New Limits of Treewidth-based tractability in Optimization

TL;DR

This paper investigates the fundamental limits of using treewidth, a graph parameter, to achieve tractability in optimization problems, establishing that known positive results are optimal and that treewidth is essentially the unique such parameter.

Contribution

It proves the optimality of existing extension complexity results based on low treewidth and demonstrates that treewidth is the sole graph parameter ensuring tractability in a broad class of optimization problems.

Findings

Positive results on extension complexity are essentially optimal.

Treewidth is the only graph parameter that guarantees tractability in the studied class.

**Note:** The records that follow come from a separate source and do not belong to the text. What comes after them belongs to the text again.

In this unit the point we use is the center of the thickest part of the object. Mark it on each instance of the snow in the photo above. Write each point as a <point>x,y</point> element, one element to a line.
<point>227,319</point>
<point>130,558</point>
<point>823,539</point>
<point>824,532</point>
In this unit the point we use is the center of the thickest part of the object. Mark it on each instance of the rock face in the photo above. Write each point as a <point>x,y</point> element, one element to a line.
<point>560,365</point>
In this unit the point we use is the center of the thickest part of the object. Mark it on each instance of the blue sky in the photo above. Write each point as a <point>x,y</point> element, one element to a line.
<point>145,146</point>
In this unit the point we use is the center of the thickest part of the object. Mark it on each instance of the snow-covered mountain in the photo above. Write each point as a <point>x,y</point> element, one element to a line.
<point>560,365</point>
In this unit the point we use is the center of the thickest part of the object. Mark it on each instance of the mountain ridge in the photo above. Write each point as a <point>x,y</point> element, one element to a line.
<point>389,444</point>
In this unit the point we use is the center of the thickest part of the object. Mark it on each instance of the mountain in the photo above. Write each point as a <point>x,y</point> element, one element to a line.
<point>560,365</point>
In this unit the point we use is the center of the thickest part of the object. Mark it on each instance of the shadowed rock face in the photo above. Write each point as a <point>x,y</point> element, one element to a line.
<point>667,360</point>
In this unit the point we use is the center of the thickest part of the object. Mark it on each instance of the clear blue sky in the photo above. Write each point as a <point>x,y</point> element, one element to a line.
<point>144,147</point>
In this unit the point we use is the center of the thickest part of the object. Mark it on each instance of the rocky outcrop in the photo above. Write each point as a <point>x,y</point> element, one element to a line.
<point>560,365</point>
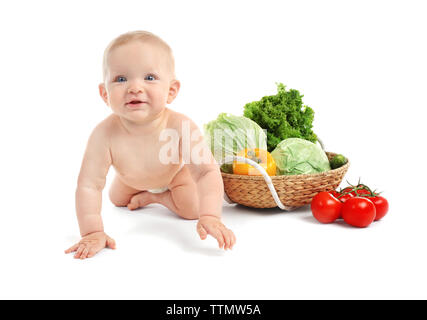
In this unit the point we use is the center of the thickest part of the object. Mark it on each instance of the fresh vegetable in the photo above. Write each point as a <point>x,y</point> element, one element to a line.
<point>229,134</point>
<point>338,161</point>
<point>360,205</point>
<point>260,156</point>
<point>359,212</point>
<point>325,207</point>
<point>283,115</point>
<point>299,156</point>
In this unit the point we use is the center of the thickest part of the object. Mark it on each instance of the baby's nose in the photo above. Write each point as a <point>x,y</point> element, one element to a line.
<point>135,88</point>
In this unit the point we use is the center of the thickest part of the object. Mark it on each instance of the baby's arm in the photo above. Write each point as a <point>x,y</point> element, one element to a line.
<point>207,176</point>
<point>91,182</point>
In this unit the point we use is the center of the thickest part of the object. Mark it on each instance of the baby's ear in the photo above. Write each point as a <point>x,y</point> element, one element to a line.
<point>103,92</point>
<point>173,90</point>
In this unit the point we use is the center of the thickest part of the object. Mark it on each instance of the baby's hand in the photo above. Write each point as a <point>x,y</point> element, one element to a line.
<point>90,244</point>
<point>213,226</point>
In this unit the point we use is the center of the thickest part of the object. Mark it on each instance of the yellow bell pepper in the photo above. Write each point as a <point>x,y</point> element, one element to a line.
<point>260,156</point>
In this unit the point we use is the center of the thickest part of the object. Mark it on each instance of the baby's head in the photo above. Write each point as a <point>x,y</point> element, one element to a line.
<point>139,67</point>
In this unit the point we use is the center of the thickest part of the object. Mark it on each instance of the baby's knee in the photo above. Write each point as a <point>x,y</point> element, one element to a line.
<point>188,207</point>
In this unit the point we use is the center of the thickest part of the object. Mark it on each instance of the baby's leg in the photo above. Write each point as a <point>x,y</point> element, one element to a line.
<point>120,194</point>
<point>181,198</point>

Results extend known facts from Graphical Models and Constraint Satisfaction Problems to optimization.

Abstract

Sparse structures are frequently sought when pursuing tractability in optimization problems. They are exploited from both theoretical and computational perspectives to handle complex problems that become manageable when sparsity is present. An example of this type of structure is given by treewidth: a graph theoretical parameter that measures how "tree-like" a graph is. This parameter has been used for decades for analyzing the complexity of various optimization problems and for obtaining tractable algorithms for problems where this parameter is bounded. The goal of this work is to contribute to the understanding of the limits of the treewidth-based tractability in optimization. Our results are as follows. First, we prove that, in a certain sense, the already known positive results on extension complexity based on low treewidth are the best possible. Secondly, under mild assumptions, we prove that treewidth is the only graph-theoretical parameter that yields tractability a wide class of optimization problems, a fact well known in Graphical Models in Machine Learning and in Constraint Satisfaction Problems, which here we extend to an approximation setting in Optimization.